Risk of “Standard-Essential” Patent Litigation to Bitcoin

ScaleIt’s tempting to think that Bitcoin services would be immune to patent litigation.

After all, Bitcoin protocol is open source and seems to be in the public domain. Satoshi Nakamoto, the pseudonymous designer of Bitcoin, uploaded a whitepaper describing the currency on October 31, 2008, and he released operative source code months later. Neither Satoshi nor anyone else filed a patent application within a year of these events, so Bitcoin should be public domain, right? Besides, as a former Bitcoin entrepreneur scoffed, “There is no issuer, who are they gonna sue?”

The answer may be “they will sue everyone.” As online merchants have learned, an issued patent can be asserted across an industry. As cryptocurrency businesses continue to grow, its operators will face similar patent litigation risks.

There are at least three types of patents that could be asserted against Bitcoin operators: (1) pre-October 2008 patents that claim elements of Bitcoin’s protocol, (2) patents that should not have been issued at all, and (3) patents for non-obvious applications of Bitcoin and other cryptocurrencies.

In this post, I address only the first sort of patent.

Patents filed years ago may cover portions of the Bitcoin protocol. Although Satoshi’s complete invention does not appear to be claimed by any patent application, elements of Bitcoin were publicly known long before 2008.

Bitcoin is a decentralized peer-to-peer open-source reusable proof-of-work cryptographic protocol. It was unprecedented at the time of its invention, but Bitcoin owes its existence to cryptographic proof-of-work concepts developed years earlier. Bitcoin was also presaged by theoretical digital currencies proposed a decade earlier.

Satoshi was apparently the first to combine all of Bitcoin’s features, but a patent over parts of the protocol may be asserted against Bitcoin adopters. This is because patents grant their owners the right to exclude others. Multiple patents may cover technologies essential to Bitcoin.

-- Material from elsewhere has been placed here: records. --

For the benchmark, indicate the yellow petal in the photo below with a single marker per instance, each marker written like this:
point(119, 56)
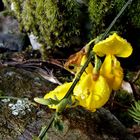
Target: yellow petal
point(58, 93)
point(113, 45)
point(112, 71)
point(92, 94)
point(99, 94)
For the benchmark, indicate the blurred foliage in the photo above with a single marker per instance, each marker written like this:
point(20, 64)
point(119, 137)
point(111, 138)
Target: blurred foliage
point(48, 19)
point(72, 23)
point(135, 111)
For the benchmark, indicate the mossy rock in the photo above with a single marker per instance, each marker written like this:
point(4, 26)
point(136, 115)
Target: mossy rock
point(102, 12)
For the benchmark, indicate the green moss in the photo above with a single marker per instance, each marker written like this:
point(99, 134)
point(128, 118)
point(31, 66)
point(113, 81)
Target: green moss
point(98, 9)
point(102, 12)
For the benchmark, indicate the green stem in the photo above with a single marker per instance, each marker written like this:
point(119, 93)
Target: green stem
point(42, 134)
point(70, 91)
point(16, 98)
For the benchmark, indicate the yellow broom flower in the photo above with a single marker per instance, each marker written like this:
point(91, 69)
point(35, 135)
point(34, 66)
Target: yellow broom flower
point(111, 69)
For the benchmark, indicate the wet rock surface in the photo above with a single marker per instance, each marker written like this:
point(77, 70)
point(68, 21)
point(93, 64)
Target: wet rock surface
point(78, 123)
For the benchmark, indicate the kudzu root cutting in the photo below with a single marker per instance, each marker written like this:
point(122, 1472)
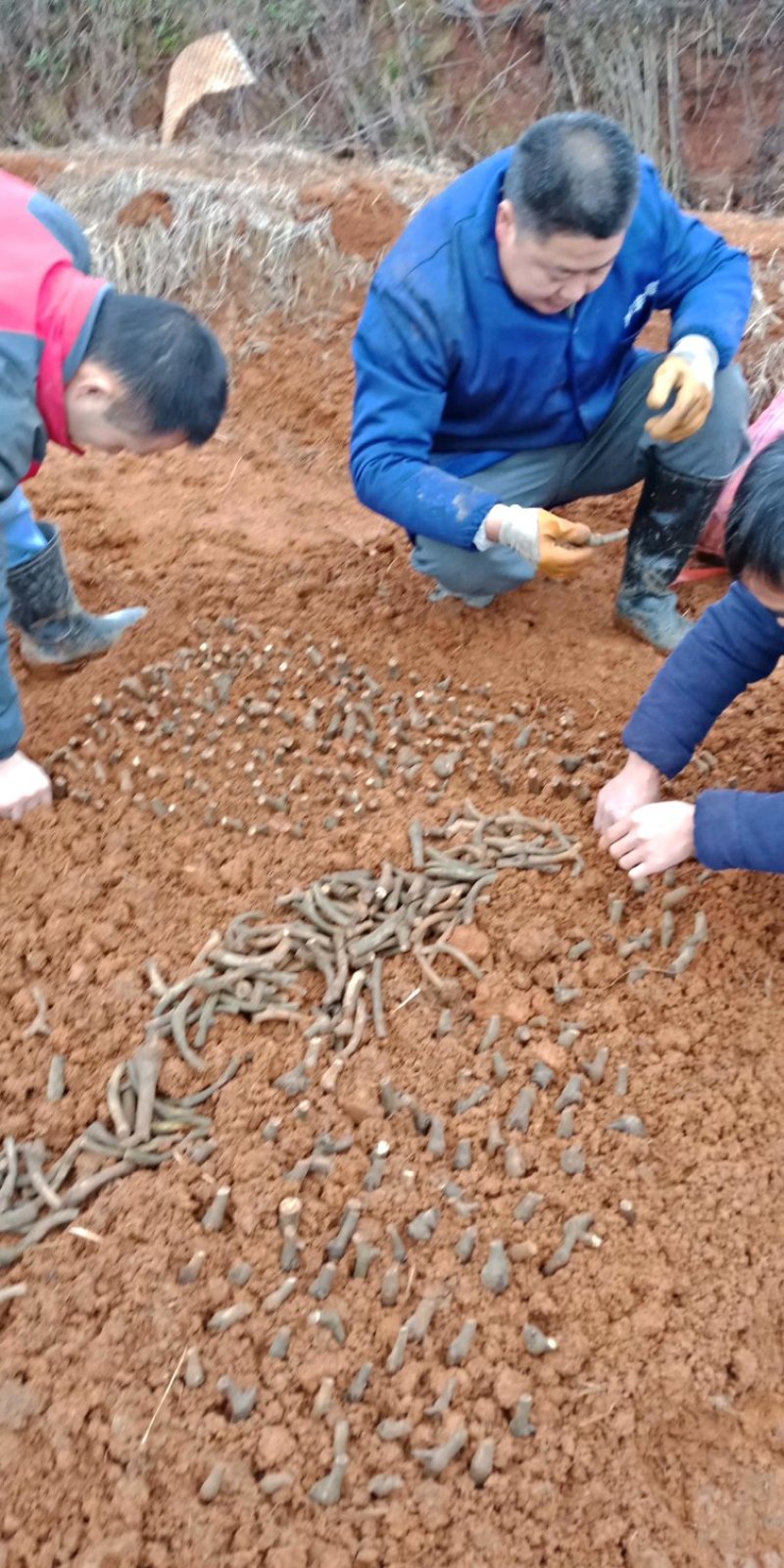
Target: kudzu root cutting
point(391, 1431)
point(227, 1317)
point(240, 1400)
point(521, 1424)
point(631, 1125)
point(329, 1319)
point(537, 1343)
point(480, 1468)
point(496, 1272)
point(436, 1460)
point(358, 1387)
point(574, 1230)
point(462, 1345)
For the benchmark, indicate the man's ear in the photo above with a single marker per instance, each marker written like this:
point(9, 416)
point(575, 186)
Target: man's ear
point(506, 226)
point(94, 384)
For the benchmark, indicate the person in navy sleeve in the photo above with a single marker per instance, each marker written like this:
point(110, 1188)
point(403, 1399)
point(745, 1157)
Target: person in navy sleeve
point(737, 642)
point(498, 373)
point(80, 366)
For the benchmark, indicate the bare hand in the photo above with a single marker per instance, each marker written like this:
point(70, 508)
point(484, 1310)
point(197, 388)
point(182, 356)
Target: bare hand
point(653, 838)
point(692, 405)
point(23, 786)
point(637, 784)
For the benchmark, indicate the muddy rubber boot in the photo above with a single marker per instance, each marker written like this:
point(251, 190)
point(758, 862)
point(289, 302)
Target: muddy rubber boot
point(670, 516)
point(55, 629)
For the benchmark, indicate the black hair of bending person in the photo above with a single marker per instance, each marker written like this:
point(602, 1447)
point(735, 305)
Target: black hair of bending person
point(572, 174)
point(755, 532)
point(172, 370)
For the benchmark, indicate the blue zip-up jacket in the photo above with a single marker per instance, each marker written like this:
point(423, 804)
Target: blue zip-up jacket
point(734, 643)
point(455, 373)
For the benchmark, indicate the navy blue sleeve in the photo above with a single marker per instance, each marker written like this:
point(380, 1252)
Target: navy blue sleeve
point(733, 645)
point(703, 281)
point(402, 378)
point(12, 726)
point(63, 227)
point(741, 830)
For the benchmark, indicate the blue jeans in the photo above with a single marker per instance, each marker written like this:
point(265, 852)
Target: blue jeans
point(23, 535)
point(613, 459)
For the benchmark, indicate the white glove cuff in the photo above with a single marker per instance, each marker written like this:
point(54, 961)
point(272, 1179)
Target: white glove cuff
point(702, 353)
point(519, 529)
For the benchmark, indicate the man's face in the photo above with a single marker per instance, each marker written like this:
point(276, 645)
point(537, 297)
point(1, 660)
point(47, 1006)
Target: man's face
point(90, 399)
point(556, 273)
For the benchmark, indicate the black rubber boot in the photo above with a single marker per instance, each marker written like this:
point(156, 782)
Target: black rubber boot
point(670, 516)
point(55, 629)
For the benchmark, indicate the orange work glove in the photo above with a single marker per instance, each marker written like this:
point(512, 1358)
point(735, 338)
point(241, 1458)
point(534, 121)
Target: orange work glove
point(690, 378)
point(556, 546)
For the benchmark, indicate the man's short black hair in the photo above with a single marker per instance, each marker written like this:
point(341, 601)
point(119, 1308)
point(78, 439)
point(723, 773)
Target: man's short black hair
point(755, 533)
point(572, 174)
point(170, 363)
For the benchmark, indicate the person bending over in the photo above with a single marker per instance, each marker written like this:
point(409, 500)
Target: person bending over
point(498, 373)
point(82, 366)
point(736, 642)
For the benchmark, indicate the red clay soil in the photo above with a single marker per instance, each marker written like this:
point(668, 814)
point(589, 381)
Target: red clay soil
point(661, 1413)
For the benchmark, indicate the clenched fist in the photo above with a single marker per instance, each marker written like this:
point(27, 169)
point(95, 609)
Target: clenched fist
point(23, 786)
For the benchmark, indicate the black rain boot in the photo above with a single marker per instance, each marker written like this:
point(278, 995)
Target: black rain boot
point(55, 629)
point(670, 516)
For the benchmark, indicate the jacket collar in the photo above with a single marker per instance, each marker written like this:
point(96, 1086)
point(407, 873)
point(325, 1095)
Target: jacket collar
point(67, 314)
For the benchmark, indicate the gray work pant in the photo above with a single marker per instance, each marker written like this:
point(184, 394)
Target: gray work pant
point(613, 459)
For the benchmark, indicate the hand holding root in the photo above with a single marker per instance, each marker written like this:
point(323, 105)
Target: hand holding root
point(692, 405)
point(653, 838)
point(637, 784)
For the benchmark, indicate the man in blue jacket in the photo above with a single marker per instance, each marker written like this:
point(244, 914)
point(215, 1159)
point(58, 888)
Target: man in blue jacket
point(496, 372)
point(736, 642)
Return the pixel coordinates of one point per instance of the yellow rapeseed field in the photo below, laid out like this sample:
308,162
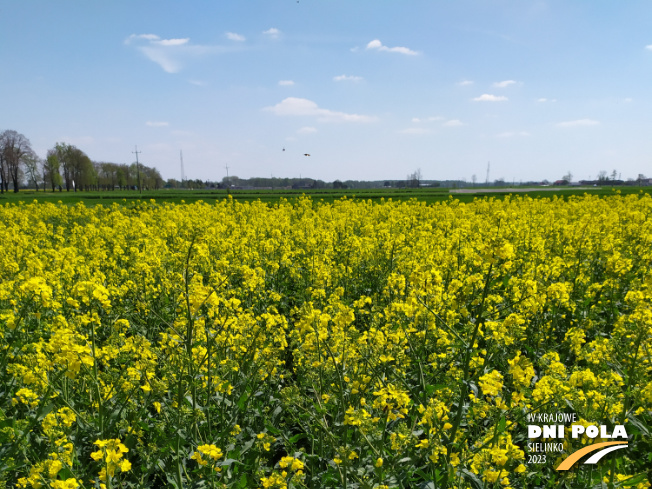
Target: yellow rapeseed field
302,344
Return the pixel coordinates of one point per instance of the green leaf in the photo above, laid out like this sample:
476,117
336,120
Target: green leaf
472,479
502,424
298,437
634,480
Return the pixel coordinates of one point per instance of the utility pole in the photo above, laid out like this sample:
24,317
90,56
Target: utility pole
140,188
183,177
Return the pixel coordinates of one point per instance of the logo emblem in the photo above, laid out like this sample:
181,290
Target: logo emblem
604,448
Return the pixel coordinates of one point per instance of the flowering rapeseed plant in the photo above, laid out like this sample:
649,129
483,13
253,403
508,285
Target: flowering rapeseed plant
304,344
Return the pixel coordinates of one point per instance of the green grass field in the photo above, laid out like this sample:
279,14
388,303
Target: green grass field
429,195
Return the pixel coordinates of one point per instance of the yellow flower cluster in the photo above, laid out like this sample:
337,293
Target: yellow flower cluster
371,341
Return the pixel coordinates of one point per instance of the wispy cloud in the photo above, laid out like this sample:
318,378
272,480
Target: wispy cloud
579,123
512,134
376,44
415,130
486,97
348,78
148,37
273,33
293,106
427,119
235,37
171,54
504,83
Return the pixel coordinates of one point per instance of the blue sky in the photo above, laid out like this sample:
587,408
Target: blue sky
370,89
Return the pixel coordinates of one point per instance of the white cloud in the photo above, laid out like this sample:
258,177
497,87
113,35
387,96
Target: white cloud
170,54
485,97
272,32
148,37
172,42
348,78
579,123
293,106
504,84
415,130
427,119
453,123
235,37
376,44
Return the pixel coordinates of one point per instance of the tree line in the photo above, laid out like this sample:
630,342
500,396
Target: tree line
66,167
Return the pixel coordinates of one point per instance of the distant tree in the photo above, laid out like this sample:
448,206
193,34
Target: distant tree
14,147
32,165
51,170
414,179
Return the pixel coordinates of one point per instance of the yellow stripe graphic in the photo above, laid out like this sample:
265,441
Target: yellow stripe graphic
575,456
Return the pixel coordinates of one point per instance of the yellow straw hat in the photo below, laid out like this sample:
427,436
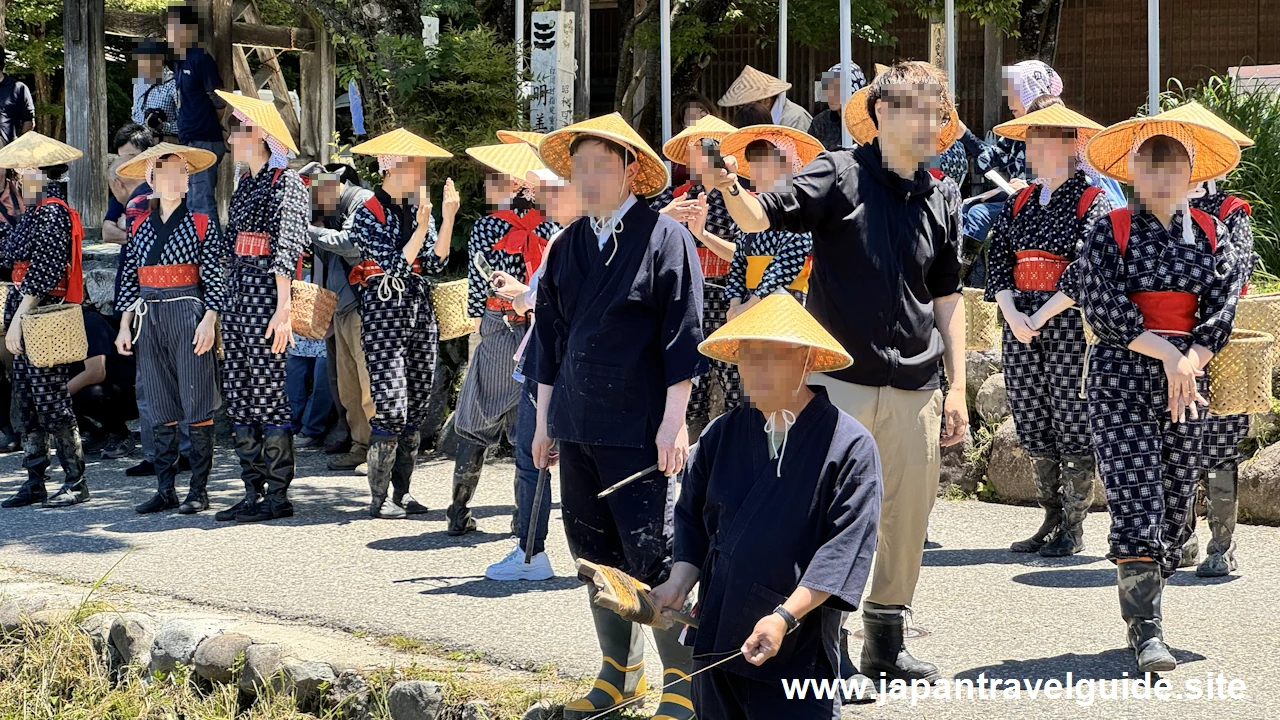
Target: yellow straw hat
677,147
799,146
777,318
652,178
1196,113
520,136
1214,153
516,159
261,114
35,150
197,159
1052,117
753,85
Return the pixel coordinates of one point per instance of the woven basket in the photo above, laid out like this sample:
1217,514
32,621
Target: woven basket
311,309
449,301
54,335
981,320
1239,376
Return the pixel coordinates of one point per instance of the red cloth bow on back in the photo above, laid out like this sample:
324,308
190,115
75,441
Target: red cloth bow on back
521,238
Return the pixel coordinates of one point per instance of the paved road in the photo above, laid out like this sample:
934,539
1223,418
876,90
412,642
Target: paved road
984,610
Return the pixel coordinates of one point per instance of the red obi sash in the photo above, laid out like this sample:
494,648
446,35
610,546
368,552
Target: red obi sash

Such patents need not even be issued yet. Patent prosecution usually occurs over many years, and inventors may file numerous child applications to claim various implementations of their putative invention. In child applications, a patent owner can often tailor the claims to target known products, such as Bitcoin. Patentees are only limited by whether the original (pre-October 2009) patent application discloses and “enables” features claimed by the patent eventually issued.  Such a patent could be a de facto standard-essential patent for the Bitcoin protocol.

If and when such a patent emerges, what defenses are available?

Non-infringement may be a strong defense against patents that do not specifically target Bitcoin, but this may not deter potential plaintiffs. A win by one defendant on non-infringement does not necessarily translate to everyone, especially if the asserted patent depends on algorithms that vary from client to client.

The Bitcoin community itself may be able to “design around” an asserted patent so that the protocol does not infringe. This is possible if the asserted patent only claims a non-essential part of the Bitcoin protocol. If so, the protocol could conceivably be amended to prevent future infringement, but this would not let current Bitcoin operators off the hook. In the United States, it is usually possible to collect back damages up to six years before suit is filed.

A challenge to the validity of the patent could be a potentially strong defense.

Invalidity is typically difficult to prove in U.S. district courts because issued patents are presumed to be valid. An accused infringer must prove an issued patent is invalid based on “clear and convincing” evidence, which is a heightened burden of proof. This may be particularly difficult to prove with a patent application that predates Bitcoin. Satoshi’s 2008 white paper and 2009 software could not be used to prove that an earlier-filed application was previously invented (anticipated) or obvious.

Accused infringers may have more luck challenging a patent before the Patent Office by inter partes review (IPR) or covered business method review (CBM) proceedings. District courts will often stay proceedings if one of these administrative challenges to the validity of the patent is filed and taken up by the Patent Office. These procedures may be especially useful to invalidate patents that claim abstract ideas. Last year’s decision in Alice Corp. v. CLS Bank suggests that software algorithms performed by a generic computer may be an abstract idea. Since this decision, many older software patents have been found to claim un-patentable abstract ideas.

None of these defenses are cheap. Accused infringers often pay settlements or license fees to owners of dubious patents because that is cheaper than the cost of defense. Even in IPR and CBM proceedings, which are generally less expensive than district court litigation, the legal fees from a successful challenge easily run six digits. Still, the cost may be worthwhile because a defendant deters others from asserting meritless patents, which is the strategy of Overstock.com (a Bitcoin and cryptosecurity trailblazer).

If someone does try to assert a patent against the Bitcoin protocol, adopters could share the costs by banding together. For example, those with a common interest in litigation can enter into a joint defense agreement committing all signatories to share the burden of an IPR challenge. Such agreement only becomes operative once the group has enough buy-in to make the cost low for every defendant. By joining together, Bitcoin adopters can economically challenge a patent that is alleged to be essential to the Bitcoin protocol and therefore threatening to all adopters.